Un second émouvant rassemblement a eu lieu au siège du Syndicat national des journalistes où une foule humaine était concentrée devant le SNJT. Dans les 400 personnes étaient sur place. On se souriait, s'embrassait, se parlait et débattait. Société civile, politiciens, citoyens, journalistes de toutes les organes de presse étaient sur place pour se rassembler autour de cette journée mémorable qu'est le 17 octobre 2012.
Grève générale à la télévision nationale
Mi-figue mi-raisin
L'ambiance était tout à fait particulière au siège de la télévision nationale, cible de tous les regards et de toutes les appréhensions.
Tout le monde était là mais la grève a bien lieu. Une grève assez particulière parce qu'en tant que média public, la télévision nationale se devait et donner l'information au citoyen et respecter la grève générale en tant qu'organe de presse qui a son poids.

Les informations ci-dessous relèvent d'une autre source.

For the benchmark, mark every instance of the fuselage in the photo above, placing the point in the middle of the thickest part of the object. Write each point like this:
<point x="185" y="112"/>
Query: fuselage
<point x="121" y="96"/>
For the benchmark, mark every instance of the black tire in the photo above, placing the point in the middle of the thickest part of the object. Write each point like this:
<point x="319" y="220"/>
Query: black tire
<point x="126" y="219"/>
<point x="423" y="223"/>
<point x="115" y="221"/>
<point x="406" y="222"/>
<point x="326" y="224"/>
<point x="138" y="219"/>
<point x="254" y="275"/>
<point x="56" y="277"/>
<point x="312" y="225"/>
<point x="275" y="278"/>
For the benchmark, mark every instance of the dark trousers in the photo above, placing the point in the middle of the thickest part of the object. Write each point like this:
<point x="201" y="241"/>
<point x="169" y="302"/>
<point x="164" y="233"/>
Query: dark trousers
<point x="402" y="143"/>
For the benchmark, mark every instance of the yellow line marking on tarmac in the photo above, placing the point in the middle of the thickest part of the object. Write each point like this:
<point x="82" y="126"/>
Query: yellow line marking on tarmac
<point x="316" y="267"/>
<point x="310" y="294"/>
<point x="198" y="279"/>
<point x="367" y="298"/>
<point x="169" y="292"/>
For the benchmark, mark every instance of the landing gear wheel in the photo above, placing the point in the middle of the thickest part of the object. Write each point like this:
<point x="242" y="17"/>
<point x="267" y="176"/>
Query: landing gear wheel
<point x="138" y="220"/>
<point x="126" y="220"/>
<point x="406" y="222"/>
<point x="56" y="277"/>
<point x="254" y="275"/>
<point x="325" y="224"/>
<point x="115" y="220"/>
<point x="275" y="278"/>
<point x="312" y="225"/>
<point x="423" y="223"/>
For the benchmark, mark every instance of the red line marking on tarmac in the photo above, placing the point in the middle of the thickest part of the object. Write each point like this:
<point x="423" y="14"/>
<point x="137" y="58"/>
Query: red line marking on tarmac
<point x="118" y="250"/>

La retransmission des émissions étaient de mise. Les journaux télévisés aussi. Sauf qu'en ce 17 octobre, il ne s'agissait que de débattre sur la grève des médias, leurs revendications et l'avenir de la presse tunisienne. Quant aux journaux télévisés, on se limitait à faire passer l'image d'un évènement avec tout juste un titre assez concis sans qu'il y ait d'animateur pour présenter le journal télévisé.
Les journalistes étaient un petit peu perturbés et perdus dans le rôle qu'ils devaient remplir, de la manière avec laquelle ils devaient procéder. On était se consultait, s'entre-aidait quant à la matière à diffuser et au contenu tout en respectant la grève générale. Parce qu'ils étaient convaincus et déterminés pour faire réussir cette journée mémorable.
Ils étaient à l'unanimité persuadés que la grève générale était le meilleur salut pour que les médias arrachent leur indépendance.
Imene Bahroun (Présidente directrice générale de la Watania) «Je n'ai point intervenu dans le travail de la rédaction quant à la grève des journalistes. Ils sont autonomes et c'est leur droit d'appliquer la grève.»
Le Temps : En tant que Présidente directrice générale de la Nationale, avez-vous intervenu dans le travail de rédaction durant la journée du 17 octobre ?
Imene Barhroun : La grève générale du 17 octobre a été respectée au sein de la télévision nationale. A aucun moment, je n'ai intervenu ou essayé de dissuader les journalistes ou la rédaction à ne pas respecter la grève. Ils sont autonomes et indépendants de la direction. Comme vous l'avez constaté vous-même, aucune pression n'est exercée sur eux. Ils sont libres. Tous les journalistes et techniciens de la télévision nationale étaient là et faisaient en sorte de se mettre d'accord entre eux pour le déroulement de leur journée de grève. Notre seul souci était le droit du citoyen à l'information tout en respectant la grève. Aussi concise qu'elle soit, l'information est retransmise aux spectateurs et la totalité des émissions tourne autour de la situation des médias et de la grève générale. Il s'agissait d'animer des plateaux auxquels étaient présents des gens du métier pour débattre sur la question de la presse tunisienne et de son devenir.
Qu'en est-il des pannes successives qui ont eu lieu la soirée du 15 octobre 2012 lors des débats en direct du Palais des Congrès ? Des coupures qui ont, rappelons-le, suscité le doute et l'indignation chez le spectateur et l'internaute.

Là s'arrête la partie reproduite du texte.